# Finding help in DF



## nelli143 (Jan 24, 2009)

Hi everyone,

I have been reading the forum for a while now and must say I am amazed at the limitless help everyone offers. I have been looking up apartments on inmomexico as recommended by Rodrigo84 for Aus Family, that site is invaluable so thanks  Prior I had been using craigslist and thought finding an apartment was going to be impossible! 

Until now I have just been acquiring information from others posts, but now find a need to write in myself and ask about my main concern. 
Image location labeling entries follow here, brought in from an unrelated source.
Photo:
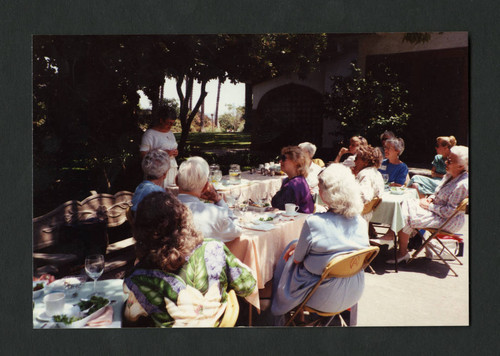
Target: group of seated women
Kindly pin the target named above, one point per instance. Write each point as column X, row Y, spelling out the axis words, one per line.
column 182, row 279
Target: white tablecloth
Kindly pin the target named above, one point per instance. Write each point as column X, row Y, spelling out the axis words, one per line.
column 389, row 210
column 260, row 250
column 112, row 289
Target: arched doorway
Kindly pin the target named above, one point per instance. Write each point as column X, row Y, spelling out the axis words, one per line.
column 288, row 115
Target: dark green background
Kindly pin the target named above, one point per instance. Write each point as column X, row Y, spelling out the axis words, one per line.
column 21, row 19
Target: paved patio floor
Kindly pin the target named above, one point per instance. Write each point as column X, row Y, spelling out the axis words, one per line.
column 422, row 293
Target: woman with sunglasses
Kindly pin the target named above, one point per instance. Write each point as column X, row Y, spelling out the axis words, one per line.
column 159, row 136
column 432, row 212
column 427, row 185
column 348, row 155
column 294, row 188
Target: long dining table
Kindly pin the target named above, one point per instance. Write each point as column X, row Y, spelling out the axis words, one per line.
column 260, row 250
column 389, row 211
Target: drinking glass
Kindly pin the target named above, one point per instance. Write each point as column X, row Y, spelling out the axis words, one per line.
column 94, row 266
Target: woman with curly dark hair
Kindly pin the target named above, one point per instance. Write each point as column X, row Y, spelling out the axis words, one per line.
column 368, row 160
column 180, row 278
column 294, row 189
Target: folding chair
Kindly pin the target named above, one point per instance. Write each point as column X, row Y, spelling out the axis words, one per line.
column 434, row 232
column 341, row 266
column 232, row 310
column 130, row 216
column 368, row 208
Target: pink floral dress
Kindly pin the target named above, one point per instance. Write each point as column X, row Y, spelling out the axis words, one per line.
column 449, row 194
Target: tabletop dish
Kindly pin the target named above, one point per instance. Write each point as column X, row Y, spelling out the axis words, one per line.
column 76, row 311
column 398, row 190
column 69, row 285
column 38, row 288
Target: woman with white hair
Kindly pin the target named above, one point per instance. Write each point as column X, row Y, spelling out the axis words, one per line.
column 309, row 150
column 324, row 236
column 393, row 170
column 155, row 165
column 213, row 220
column 433, row 211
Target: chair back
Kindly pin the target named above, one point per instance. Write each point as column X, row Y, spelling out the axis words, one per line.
column 130, row 216
column 371, row 205
column 319, row 162
column 350, row 263
column 232, row 310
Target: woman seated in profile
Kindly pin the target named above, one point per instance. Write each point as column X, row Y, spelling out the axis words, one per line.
column 180, row 279
column 433, row 211
column 369, row 178
column 427, row 185
column 348, row 155
column 324, row 235
column 294, row 188
column 155, row 166
column 393, row 170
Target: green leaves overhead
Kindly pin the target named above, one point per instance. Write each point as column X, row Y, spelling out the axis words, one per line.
column 365, row 105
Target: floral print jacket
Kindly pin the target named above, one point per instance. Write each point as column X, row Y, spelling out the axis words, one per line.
column 195, row 295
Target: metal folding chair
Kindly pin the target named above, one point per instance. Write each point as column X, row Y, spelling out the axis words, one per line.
column 368, row 208
column 434, row 232
column 232, row 310
column 341, row 266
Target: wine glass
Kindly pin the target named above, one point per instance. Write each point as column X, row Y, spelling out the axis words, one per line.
column 94, row 266
column 235, row 194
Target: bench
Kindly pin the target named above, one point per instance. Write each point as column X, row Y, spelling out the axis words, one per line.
column 98, row 224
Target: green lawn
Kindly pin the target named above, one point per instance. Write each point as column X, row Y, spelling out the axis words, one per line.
column 211, row 140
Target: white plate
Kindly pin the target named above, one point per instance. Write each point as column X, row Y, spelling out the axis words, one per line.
column 42, row 316
column 258, row 227
column 38, row 293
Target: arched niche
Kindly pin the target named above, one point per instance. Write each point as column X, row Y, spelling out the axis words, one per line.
column 288, row 115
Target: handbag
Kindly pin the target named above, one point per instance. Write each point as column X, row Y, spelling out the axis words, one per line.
column 453, row 243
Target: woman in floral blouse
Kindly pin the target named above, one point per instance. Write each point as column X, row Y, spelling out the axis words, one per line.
column 180, row 278
column 433, row 211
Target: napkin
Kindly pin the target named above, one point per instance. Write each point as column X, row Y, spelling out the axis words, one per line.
column 105, row 318
column 258, row 227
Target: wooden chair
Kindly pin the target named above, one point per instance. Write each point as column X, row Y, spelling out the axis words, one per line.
column 368, row 208
column 319, row 162
column 341, row 266
column 441, row 230
column 232, row 310
column 53, row 252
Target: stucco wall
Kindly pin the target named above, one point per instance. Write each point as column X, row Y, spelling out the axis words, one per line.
column 389, row 43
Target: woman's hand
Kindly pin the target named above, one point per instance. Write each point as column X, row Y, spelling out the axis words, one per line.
column 425, row 202
column 209, row 193
column 172, row 153
column 289, row 252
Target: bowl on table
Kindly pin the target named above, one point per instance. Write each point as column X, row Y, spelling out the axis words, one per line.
column 398, row 190
column 69, row 285
column 38, row 288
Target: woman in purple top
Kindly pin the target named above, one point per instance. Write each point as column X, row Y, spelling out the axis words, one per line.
column 294, row 188
column 392, row 169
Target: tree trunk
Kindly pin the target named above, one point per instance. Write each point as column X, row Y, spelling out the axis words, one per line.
column 216, row 123
column 202, row 114
column 248, row 107
column 185, row 117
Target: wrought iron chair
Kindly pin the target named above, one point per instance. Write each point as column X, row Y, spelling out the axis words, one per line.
column 341, row 266
column 435, row 232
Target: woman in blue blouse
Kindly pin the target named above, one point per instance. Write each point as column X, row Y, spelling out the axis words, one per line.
column 324, row 235
column 392, row 169
column 427, row 185
column 294, row 188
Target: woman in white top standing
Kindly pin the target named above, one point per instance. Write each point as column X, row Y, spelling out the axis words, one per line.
column 309, row 150
column 160, row 137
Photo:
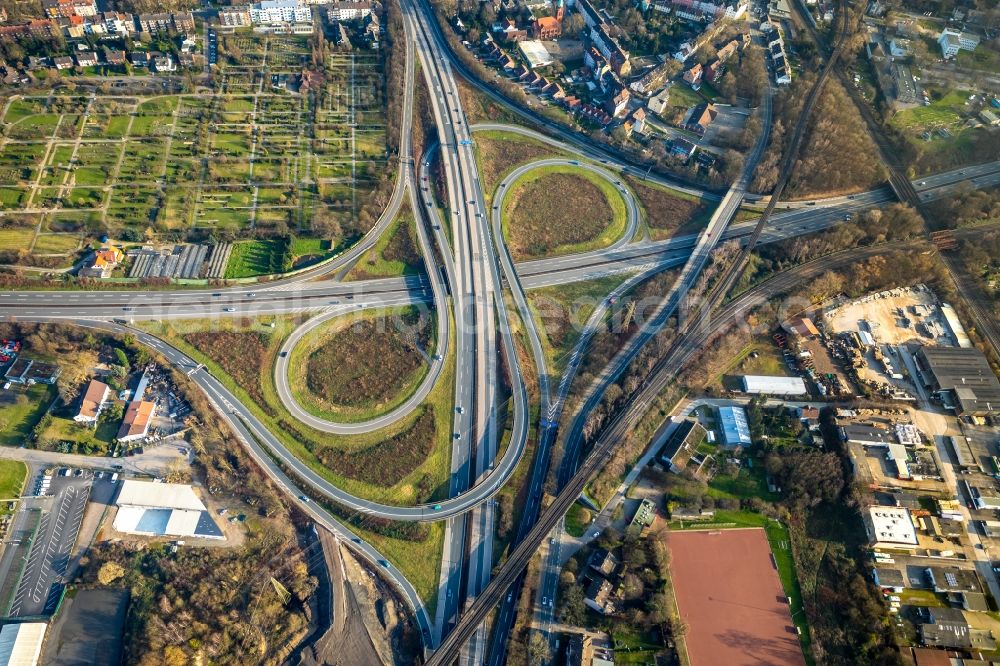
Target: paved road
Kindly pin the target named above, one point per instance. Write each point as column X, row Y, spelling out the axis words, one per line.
column 302, row 296
column 46, row 567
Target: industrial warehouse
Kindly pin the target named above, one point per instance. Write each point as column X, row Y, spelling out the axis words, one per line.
column 163, row 509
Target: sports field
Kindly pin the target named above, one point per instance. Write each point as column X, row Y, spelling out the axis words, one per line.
column 728, row 592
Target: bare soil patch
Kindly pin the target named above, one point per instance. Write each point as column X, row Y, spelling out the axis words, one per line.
column 554, row 210
column 728, row 591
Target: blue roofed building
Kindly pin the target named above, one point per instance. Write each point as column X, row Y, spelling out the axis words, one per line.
column 734, row 425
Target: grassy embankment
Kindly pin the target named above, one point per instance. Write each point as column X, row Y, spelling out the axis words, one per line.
column 557, row 210
column 394, row 255
column 247, row 371
column 561, row 312
column 332, row 375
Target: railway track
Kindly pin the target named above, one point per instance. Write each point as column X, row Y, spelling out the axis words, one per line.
column 986, row 324
column 690, row 337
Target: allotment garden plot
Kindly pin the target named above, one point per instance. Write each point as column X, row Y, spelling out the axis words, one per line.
column 261, row 155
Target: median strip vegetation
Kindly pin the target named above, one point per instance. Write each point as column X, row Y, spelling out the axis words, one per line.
column 562, row 311
column 415, row 549
column 332, row 373
column 394, row 255
column 559, row 210
column 425, row 481
column 670, row 212
column 498, row 153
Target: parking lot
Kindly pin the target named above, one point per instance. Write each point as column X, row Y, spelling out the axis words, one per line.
column 61, row 511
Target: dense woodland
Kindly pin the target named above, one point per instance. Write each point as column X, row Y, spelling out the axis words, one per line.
column 836, row 155
column 200, row 604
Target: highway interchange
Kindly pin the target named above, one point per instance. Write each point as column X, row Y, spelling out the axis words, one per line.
column 470, row 284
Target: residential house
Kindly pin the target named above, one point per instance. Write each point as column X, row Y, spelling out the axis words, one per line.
column 269, row 12
column 603, row 562
column 947, row 628
column 102, row 262
column 953, row 41
column 114, row 57
column 546, row 27
column 92, row 402
column 639, row 120
column 682, row 445
column 236, row 16
column 86, row 59
column 340, row 36
column 164, row 62
column 658, row 102
column 700, row 117
column 183, row 22
column 682, row 148
column 159, row 23
column 57, row 8
column 890, row 579
column 510, row 33
column 599, row 596
column 117, row 24
column 41, row 28
column 348, row 10
column 138, row 418
column 693, row 76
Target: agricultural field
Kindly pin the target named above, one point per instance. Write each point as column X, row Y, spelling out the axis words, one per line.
column 258, row 157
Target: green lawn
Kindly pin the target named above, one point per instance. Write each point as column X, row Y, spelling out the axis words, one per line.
column 12, row 475
column 940, row 113
column 577, row 520
column 21, row 410
column 81, row 439
column 252, row 258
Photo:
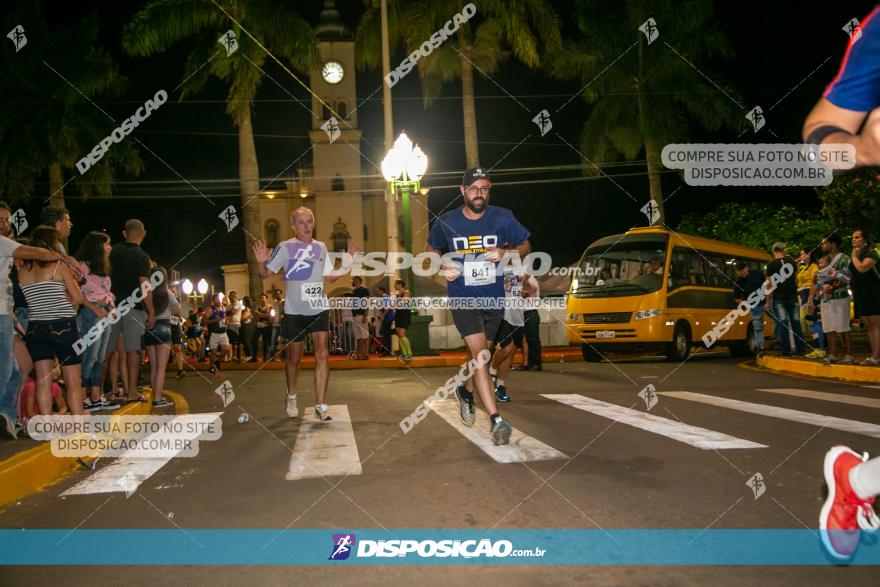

I am seriously considering (85% sold on) moving to Mexico City in August for school. I have a one year old and am wondering about advice for finding a caregiver (live in or live out). I was a nanny and ideally would like to find someone long term to be part of the family as I experienced. However, I really need someone in the evenings and weekends and am wondering if that will be problematic as Sunday is traditionally the day off. My concerns about child care are really the only thing holding me back from packing up. 

Any advice???


----------



## RVGRINGO (May 16, 2007)

Welcome, Nelli. Glad to hear that you find the forum informative; that's what it is all about.
Now, you'll have to hope that some of the Mexico City folks will be able to lead you in the right direction. Good luck & enjoy your stay in Mexico.


----------



## nelli143 (Jan 24, 2009)

Thanks for the welcome! I am so excited to share Mexico with my daughter, I stayed there for a summer about five years ago and have been trying to get back since!


----------



## shari (Jan 30, 2009)

I have a friend in Mexico city who is oustanding...as is all of his family. He is the guy who helps people get their mexican citizenship among other things....but this is his specialty. He may be able to help put you in touch with someone....he is VERY reliable, honest and just an all round great guy. His name is Gilberto Pineda and his office number is 555-529-8701 and if you tell him Shari from Bahia Asuncion in baja sent you, things will go well...good luck.


----------



## purephil (Feb 6, 2009)

Hi Nelli,

Depending on your circumstances you have many options open to you. I, as a non-native myself, asked around some friends for you who had help looking after their children whilst they worked/studied.

The cheapest option is to find someone local you can trust who can watch your children. This may sound vague but is widely used, and for this you would need to ask you neighbour etc for advice. You can then get good help for between $1 and $2 USD per hour (at $14 MXN to the $1 USD).
You can have a live in maid: These can be very cheap depending on whether you locate them from the country (and their are services/friends to help you with this) or a specialist service. Expect to pay around $285 to $700 USD per month. For example, friends of mine have a 24/7 maid who child minds, cooks and cleans all for $320 USD per month.
Have you thought of asking your future school if they have a childminding service? For example, advice can be given if you will be attending UNAM (Universidad Nacional Autónoma de México).

Hope this helps and take care, P


----------